Je ne regarde jamais les infos à la
télé mais hier si. Je suis pas venu pour rien, je repars avec la rétine
brulée d’images-choc : un curé italien bénit à la chaine des dizaines de
cercueils, un chariot-fourche charge des corps dans un camion-frigo à l’arrière
d’un hôpital new-yorkais, tandis qu’un énorme bateau-hôpital militaire se range
le long des quais.
Ça pète aux Etats-Unis, trois mille
morts, autant qu’en France, alors qu’ils étaient à deux mille il y a trois
jours. La logique de ce truc, c’est : si on ne fait rien, ça explose.
De notre côté, nous on doit
connaitre le nombre de morts en EHPAD cette semaine, et on va prendre une
claque. Ils ne transfèrent plus les gens âgés à l’hôpital : aucune chance
de s’en sortir et un respirateur occupé pendant trois semaines.
La courbe espagnole s’envole, 7700 morts,
bien plus vite que l’Italie, ça n’a pas fini de barder. Dans ces deux pays
catho, les enterrements se font à l’arrache, quelques proches et basta. Mais
quand est-ce qu’on chiale ? Ça va laisser de belles cicatrices à l’âme.

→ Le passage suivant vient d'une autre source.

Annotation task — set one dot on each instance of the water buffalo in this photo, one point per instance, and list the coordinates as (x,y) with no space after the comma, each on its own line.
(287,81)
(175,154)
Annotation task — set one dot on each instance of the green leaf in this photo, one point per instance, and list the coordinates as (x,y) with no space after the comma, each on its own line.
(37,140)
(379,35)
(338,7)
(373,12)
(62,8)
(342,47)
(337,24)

L’Italie attend son pic d’ici une
semaine. C’est long.
Merveille de compassion : le
gouverneur de Floride pourrait refuser deux paquebots de croisière avec des
malades à bord. A sa décharge, le Chili l’a déjà fait. ‘Not my problem’
syndrome.
En même temps, il y a de bonnes nouvelles :
un village italien en Lombardie, au cœur du réacteur, semble immunisé contre le
virus. Des recherches génétiques sont lancées.
En Chine, une IA commence à prévoir
quels patients seront en détresse respiratoire. A côté de ça, les usines
rouvrent, la pollution repart enfin.
L’Irlande a l’air de contenir
l’épidémie. Trop facile quand on est une ile, aucun mérite. Je pense souvent à
Madagascar. Si le virus débarque, aïe.
Pendant que des malades sont
transférés de l’Est vers l’Ouest de la France, les soignants font le chemin
inverse. Chassé-croisé du mois de mars. C’est pas des vacances cette fois, respect.
Il y a un vrai héroïsme : ces gens se mettent en danger pour les autres.
Les profs volontaires aussi, qui
accueillent dans les écoles les enfants des soignants, pompiers, policiers.
Le cours du pétrole est au plus
bas. C’est le moment de faire le plein. Tu n’auras qu’à dire que c’est pour
aller aider dans l’Est.
Les articles sur le télétravail
foisonnent.
Beaucoup de fumeurs essayent
d’arrêter.
Journée nulle, travail mou, pas de
contacts, pas d’échéance, pas d’allant. Brasse coulée dans une piscine de
gélatine. Je fermente dans ma petite pièce, culpabilisant de mal remplir mes heures.
LAISSEZ-MOI SORTIR !!
J’en ai marre.
Quelque chose en moi a besoin d’être
en mouvement. Je pars courir. Ratatat dans les oreilles,
c’est ce qu’il y a de mieux. Je me vois de haut comme un point GPS qui passe
lentement d’une rue à l’autre. Dans mon rayon d’un kilomètre, enfin je me
déplace. L’animal au fond de moi se réjouit de la course, comme un chien qu’on emmène
enfin au parc.
Il n’y a plus que des coureurs dans
la rue. Je soupçonne les autres d’être des androïdes cherchant un contrevenant
à flasher, comme à Nice. Je ne contreviens pas, je reste dans mon cercle et mon
heure.
Au bout des deux tours prévus, je m’en
remets un troisième, pour bien purger le fond de ma marmite fétide. Sur la fin ça
tire dans les pattes. C’est bon signe. La viande est cuite et l’esprit las.
Esprit es-tu las ? Oui, ça va mieux. Me voilà remis en ordre.
"Autoportrait de l’auteur en coureur
de fond". Puisqu’il y a du temps en ce moment, Murakami il parait que c'est bien.
J’aime quand on sort applaudir les soignants
à huit heures. On commence par s’assourdir de notre propre bruit, puis on s’arrête,
on entend les applaudissements du quartier, certains sifflent. C’est pas
fort, parce qu’on n’est pas dans un quartier dense, mais les gens sont là.